Dr Sznol on the Nuances of Recommending Neoadjuvant Therapy in Metastatic Melanoma
Mario Sznol, MD, discusses current guidance around the use of neoadjuvant therapy in advanced melanoma.
“In the neoadjuvant setting, it [likely] turns out that the combination of ipilimumab and nivolumab is better than anti–PD-1 [therapy] alone and probably better than targeted therapies [but] based on…not completely randomized trials.”
Mario Sznol, MD, professor of clinical medical oncology at the Miller School of Medicine, Sylvester Comprehensive Cancer Center, University of Miami Health System, discussed the use of neoadjuvant therapy in the treatment of patients with metastatic melanoma.
Patients who present with active nodal disease, whether identified through imaging such as PET scans or through physical examination, are now considered strong candidates for neoadjuvant therapy prior to surgery, Sznol said. In this setting, emerging evidence suggests that combination immunotherapy with ipilimumab (Yervoy) plus nivolumab (Opdivo) may offer superior outcomes compared with anti–PD-1 monotherapy and potentially even targeted therapy approaches, although not all supporting trials have been fully randomized.
Sznol raised the phase 2 SWOG S1801 trial (NCT03698019), a large investigator-led study that compared neoadjuvant immunotherapy followed by surgery with the more traditional strategy of surgery first followed by adjuvant anti–PD-1 therapy. Data from SWOG S1801 demonstrated a significant improvement in event-free survival for patients treated with neoadjuvant therapy. Although overall survival data remain immature, the magnitude of benefit observed has already influenced clinical practice patterns. As a result, neoadjuvant treatment is favored in eligible patients because the differences in outcomes were “quite dramatic,” Sznol stated. Specifically, the preferred regimen at this time is the so-called “flip-dose” combination of ipilimumab and nivolumab administered for 2 cycles before surgery.
Importantly, pathologic response after neoadjuvant therapy is emerging as a critical prognostic marker, Sznol added. Patients who achieve a complete or near-complete pathologic response after those initial 2 cycles of treatment may not require additional systemic therapy following surgery. These patients often experience prolonged progression-free survival, raising the possibility of treatment de-escalation for select individuals.

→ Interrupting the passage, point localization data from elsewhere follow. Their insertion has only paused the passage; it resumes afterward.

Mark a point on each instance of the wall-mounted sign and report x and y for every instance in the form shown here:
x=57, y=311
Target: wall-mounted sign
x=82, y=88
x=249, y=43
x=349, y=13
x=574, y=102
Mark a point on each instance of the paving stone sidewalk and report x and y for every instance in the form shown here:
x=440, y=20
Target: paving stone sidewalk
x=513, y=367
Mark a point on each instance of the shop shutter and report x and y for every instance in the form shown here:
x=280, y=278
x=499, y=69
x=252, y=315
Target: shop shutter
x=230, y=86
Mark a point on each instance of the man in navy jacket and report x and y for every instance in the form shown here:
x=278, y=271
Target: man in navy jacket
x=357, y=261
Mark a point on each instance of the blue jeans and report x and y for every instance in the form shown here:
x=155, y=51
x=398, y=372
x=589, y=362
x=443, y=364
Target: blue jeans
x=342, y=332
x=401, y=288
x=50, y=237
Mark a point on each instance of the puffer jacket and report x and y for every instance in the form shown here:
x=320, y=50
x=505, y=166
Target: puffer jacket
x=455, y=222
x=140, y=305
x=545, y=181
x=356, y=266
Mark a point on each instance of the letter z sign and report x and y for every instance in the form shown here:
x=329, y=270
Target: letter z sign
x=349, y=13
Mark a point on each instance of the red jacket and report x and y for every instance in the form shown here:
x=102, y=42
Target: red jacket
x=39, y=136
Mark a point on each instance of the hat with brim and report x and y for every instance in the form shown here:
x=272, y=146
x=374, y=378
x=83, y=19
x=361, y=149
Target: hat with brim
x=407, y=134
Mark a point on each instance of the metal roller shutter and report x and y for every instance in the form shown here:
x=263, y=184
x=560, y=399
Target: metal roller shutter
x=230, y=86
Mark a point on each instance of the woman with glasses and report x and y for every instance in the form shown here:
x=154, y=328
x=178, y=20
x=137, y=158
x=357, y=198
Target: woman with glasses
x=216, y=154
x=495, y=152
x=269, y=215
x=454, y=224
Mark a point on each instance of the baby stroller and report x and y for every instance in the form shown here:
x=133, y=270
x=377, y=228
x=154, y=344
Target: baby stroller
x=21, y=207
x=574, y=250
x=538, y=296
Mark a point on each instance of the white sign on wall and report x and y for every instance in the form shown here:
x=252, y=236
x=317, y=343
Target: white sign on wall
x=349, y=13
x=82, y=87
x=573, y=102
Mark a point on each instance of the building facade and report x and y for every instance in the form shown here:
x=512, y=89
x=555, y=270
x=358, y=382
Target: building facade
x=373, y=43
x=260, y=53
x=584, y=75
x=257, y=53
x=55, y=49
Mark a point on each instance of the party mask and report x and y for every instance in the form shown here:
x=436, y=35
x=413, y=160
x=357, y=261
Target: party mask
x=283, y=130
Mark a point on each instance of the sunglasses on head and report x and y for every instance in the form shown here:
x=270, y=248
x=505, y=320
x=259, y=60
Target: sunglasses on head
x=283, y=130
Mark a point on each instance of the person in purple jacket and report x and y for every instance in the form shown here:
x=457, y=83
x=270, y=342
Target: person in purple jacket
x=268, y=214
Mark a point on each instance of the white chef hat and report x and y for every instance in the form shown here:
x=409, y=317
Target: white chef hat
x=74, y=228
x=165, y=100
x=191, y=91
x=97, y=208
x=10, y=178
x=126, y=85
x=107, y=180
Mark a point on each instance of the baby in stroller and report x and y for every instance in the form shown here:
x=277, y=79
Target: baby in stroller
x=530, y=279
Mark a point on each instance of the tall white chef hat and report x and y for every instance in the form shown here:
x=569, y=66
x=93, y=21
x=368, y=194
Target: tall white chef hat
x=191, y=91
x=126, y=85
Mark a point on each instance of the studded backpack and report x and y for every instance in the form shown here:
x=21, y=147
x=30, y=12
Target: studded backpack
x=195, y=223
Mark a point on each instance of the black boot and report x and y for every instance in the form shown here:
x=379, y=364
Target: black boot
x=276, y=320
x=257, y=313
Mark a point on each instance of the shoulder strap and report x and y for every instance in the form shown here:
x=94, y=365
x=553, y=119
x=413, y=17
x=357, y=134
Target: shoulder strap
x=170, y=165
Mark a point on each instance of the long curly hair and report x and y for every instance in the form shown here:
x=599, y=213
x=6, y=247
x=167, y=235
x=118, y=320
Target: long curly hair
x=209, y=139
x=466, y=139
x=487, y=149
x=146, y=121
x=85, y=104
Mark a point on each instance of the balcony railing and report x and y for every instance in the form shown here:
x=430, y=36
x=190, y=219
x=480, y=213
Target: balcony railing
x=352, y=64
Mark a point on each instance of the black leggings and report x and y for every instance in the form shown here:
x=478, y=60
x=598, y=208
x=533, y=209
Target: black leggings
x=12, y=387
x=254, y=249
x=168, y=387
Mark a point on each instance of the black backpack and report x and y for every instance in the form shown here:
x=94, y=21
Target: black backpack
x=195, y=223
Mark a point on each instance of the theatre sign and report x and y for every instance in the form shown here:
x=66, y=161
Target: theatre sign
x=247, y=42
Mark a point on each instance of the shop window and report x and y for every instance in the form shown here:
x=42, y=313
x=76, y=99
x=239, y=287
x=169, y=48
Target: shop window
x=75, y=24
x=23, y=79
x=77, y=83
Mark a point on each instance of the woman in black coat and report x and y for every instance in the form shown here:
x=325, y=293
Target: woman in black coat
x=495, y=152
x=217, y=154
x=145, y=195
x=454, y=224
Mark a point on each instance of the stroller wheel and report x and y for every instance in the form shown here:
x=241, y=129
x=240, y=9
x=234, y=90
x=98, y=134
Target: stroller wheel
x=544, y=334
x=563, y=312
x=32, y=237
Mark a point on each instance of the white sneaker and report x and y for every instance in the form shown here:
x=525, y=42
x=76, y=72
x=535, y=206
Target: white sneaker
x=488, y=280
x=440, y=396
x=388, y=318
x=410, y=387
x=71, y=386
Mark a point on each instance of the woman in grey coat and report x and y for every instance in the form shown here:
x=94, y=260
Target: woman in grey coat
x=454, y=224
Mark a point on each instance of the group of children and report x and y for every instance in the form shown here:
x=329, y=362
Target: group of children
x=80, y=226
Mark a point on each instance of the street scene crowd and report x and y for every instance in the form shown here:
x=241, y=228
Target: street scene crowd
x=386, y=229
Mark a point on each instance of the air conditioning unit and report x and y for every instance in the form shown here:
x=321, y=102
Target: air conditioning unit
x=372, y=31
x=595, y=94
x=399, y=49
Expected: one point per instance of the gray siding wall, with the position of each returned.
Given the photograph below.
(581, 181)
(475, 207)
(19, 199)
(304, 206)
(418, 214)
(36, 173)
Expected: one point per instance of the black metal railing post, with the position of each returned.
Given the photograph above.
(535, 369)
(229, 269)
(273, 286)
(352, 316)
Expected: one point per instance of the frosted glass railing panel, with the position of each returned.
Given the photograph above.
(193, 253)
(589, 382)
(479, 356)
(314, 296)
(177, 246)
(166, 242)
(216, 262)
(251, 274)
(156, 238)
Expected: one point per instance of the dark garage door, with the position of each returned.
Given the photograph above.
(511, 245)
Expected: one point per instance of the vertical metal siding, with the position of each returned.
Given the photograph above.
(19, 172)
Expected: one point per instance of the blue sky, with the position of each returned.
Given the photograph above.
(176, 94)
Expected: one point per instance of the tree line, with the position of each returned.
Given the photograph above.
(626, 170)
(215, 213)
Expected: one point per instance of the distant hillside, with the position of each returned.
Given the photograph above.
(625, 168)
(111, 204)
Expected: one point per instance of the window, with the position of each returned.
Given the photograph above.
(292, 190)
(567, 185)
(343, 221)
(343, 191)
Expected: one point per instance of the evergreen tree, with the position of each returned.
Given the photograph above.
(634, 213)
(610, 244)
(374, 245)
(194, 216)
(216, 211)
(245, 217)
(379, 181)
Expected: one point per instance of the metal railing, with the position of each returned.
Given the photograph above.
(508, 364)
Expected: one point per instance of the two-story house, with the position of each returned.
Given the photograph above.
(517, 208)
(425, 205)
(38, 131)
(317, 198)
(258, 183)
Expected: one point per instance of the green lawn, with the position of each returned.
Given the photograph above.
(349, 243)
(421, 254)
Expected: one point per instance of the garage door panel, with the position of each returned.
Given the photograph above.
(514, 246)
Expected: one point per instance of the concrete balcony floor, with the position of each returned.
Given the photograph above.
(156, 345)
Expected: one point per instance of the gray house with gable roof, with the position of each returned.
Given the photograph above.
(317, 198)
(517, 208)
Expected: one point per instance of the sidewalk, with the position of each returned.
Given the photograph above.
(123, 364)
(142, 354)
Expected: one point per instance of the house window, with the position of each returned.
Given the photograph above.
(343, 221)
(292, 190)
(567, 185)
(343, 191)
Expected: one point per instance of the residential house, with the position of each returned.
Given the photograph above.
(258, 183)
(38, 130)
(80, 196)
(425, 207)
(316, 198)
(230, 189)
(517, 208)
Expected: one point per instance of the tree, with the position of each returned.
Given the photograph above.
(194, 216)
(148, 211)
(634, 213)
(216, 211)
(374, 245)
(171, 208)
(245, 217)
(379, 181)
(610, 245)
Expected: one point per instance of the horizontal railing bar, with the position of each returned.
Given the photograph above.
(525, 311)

Also at play is the evolving role of surgery, Sznol explained. In some cases, surgeons may only remove the involved lymph node rather than performing more extensive dissections. If pathology demonstrates a major response, patients can be reassured that their risk of recurrence is very low and transition them to surveillance with periodic imaging.
For patients who do not achieve a major pathologic response, however, questions remain regarding the optimal next step, Sznol said. Additional postoperative therapy, including BRAF/MEK targeted therapy in patients with actionable mutations, may represent a future strategy, although definitive evidence is still lacking.
Ongoing research in the post-neoadjuvant setting will be critical, Sznol added. Future clinical trials may focus on risk-adapted strategies for patients with residual disease after surgery. Therapeutic cancer vaccines represent an area of growing interest in this regard. The hope is that vaccines or other novel therapies could further reduce recurrence risk in patients who do not experience a pathologic complete response, though supporting data are not yet available, Sznol concluded.